The plaintiff filed the present action on January 4, 2001 seeking review of the Commissioner's decision denying the plaintiff's claim for a period of disability, disability insurance benefits, and supplemental security income benefits under Titles II and XVI of the Social Security Act. The case was referred to United States Magistrate Judge Charles E. Binder pursuant to 28 U.S.C. § 636(b)(1)(B) and E.D. Mich. LR 72.1(b)(3). Thereafter, the plaintiff filed a motion for summary judgment seeking reversal of the decision of the Commissioner and an award of benefits. The defendant filed a motion for summary judgment requesting affirmance of the decision of the Commissioner.

Magistrate Judge Binder filed a Report and Recommendation on July 23, 2001 recommending that the plaintiff's motion for summary judgment be denied, the defendant's motion for summary judgment be granted, and the findings of the Commissioner be affirmed. The plaintiff filed timely objections to the recommendation and this matter is now before the Court.

The Court has reviewed the file, the report and recommendation, and the plaintiff's objections, and has made a de novo review of the administrative record in light of the parties' submissions. The plaintiff's objections challenge the magistrate judge's conclusion that substantial evidence supports the decision of the Administrative Law Judge (ALJ) that the plaintiff is not disabled because he retains the capacity to perform some work. The plaintiff argues that the magistrate judge failed to mention that the treatment records and office notes of various physicians confirmed the plaintiff's diagnosis of chronic fatigue syndrome (CFS) and its attendant symptoms of weakness, fatigue, and dizziness. Specifically, the plaintiff contends that the magistrate judge failed to discuss the report of one of his treating physicians, Dr. Carol van der Harst, who stated that the plaintiff required complete freedom to rest frequently without restriction and was unable to perform activities involving attention, concentration, memory or reliability at least 50 percent of the working day. The plaintiff also contends that the magistrate judge failed to mention that the plaintiff was tested for Epstein Barr Virus and failed to properly assess the plaintiff's psychological impairments. Finally, the plaintiff argues that the hypothetical question posed to the vocational expert by the ALJ failed to accurately describe the plaintiff and his abilities and limitations because it failed to account for the plaintiff's inability to sustain work for a continuous eight-hour period with the usual work breaks.

The plaintiff, who is now forty-three years old, first applied for a period of disability and disability insurance benefits on May 29, 1997, when he was thirty-six years old. The plaintiff worked at a variety of jobs as an auto parts installer, carpet salesman, laborer and assembly worker, crew leader in the valve department of a sprinkler manufacturer, area supervisor at a Target department store, dry wall finisher, customer service manager at a toy store, and a mathematics tutor at Delta College. He completed high school and two years of college, earning an associate's degree. He last worked on February 1, 1997. The plaintiff states in his application for disability insurance benefits that he became unable to work on that date. He explained that he began to develop generalized muscle pain, joint stiffness, dizziness, and increased weakness in October 1996 that grew progressively worse to the point that as of mid-1998 he could stand only one hour and sit for only three hours, and he had to rest frequently throughout the day.
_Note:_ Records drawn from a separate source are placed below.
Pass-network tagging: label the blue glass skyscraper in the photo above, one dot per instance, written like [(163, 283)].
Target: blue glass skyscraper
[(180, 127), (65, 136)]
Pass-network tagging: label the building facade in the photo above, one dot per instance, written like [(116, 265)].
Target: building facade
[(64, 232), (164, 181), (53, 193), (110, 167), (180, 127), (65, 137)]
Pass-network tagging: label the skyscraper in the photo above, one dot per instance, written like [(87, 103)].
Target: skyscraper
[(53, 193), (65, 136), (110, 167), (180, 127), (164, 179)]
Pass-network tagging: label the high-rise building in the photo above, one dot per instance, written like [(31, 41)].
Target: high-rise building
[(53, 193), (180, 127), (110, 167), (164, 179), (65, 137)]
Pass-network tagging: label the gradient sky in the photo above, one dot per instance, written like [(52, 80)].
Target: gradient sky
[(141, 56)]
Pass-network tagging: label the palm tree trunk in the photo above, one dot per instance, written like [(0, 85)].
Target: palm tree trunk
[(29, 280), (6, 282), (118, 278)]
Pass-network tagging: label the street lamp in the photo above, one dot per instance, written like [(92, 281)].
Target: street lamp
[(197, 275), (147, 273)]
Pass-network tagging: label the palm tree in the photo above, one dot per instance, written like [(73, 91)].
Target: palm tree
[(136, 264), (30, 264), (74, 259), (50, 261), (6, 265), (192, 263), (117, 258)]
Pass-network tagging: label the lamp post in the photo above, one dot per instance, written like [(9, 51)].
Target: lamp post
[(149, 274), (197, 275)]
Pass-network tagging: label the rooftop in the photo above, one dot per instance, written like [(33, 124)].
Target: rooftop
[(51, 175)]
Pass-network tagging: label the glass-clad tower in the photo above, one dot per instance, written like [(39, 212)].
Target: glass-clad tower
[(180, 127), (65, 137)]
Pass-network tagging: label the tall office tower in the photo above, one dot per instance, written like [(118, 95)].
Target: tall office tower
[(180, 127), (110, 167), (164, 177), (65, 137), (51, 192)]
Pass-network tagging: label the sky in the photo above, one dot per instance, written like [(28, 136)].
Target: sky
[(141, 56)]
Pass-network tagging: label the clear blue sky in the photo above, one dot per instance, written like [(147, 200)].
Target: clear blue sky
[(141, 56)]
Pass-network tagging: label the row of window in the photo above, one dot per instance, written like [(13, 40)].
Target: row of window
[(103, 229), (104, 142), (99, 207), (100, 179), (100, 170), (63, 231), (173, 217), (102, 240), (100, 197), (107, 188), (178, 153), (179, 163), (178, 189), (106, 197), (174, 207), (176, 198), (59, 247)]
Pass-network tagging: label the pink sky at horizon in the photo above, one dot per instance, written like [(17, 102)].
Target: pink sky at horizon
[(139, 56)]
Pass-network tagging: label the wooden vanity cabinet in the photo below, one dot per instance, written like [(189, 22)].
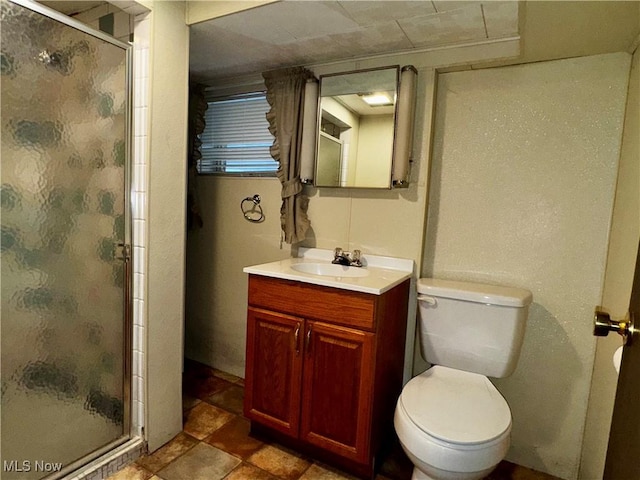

In his application for disability insurance benefits, the plaintiff alleged that he was unable to work as a result of chronic fatigue and affective disorders. His claim was initially denied, and the denial was upheld on reconsideration. On November 16, 1998, the plaintiff appeared before ALJ William Musseman when he was thirty-eight years old. ALJ Musseman filed a decision on February 25, 1999 in which he found that the plaintiff was not disabled. The ALJ reached that conclusion by applying the five-step sequential analysis prescribed by the Secretary in 20 C.F.R. §§ 404.1520, 416.920. The ALJ concluded that the plaintiff had not engaged in substantial gainful activity since February 1, 1997 (step one); the medical evidence in the plaintiff's case established that he has "severe" CFS and affective disorder (step two); this impairment did not, by itself or in combination, meet or equal a listing in the regulations (step three); and the plaintiff could not perform his previous work as a laborer, clerk, auto parts handler, drywall worker, assembler, and retail supervisor, which the ALJ characterized as unskilled and ranging from heavy to light exertion (step four).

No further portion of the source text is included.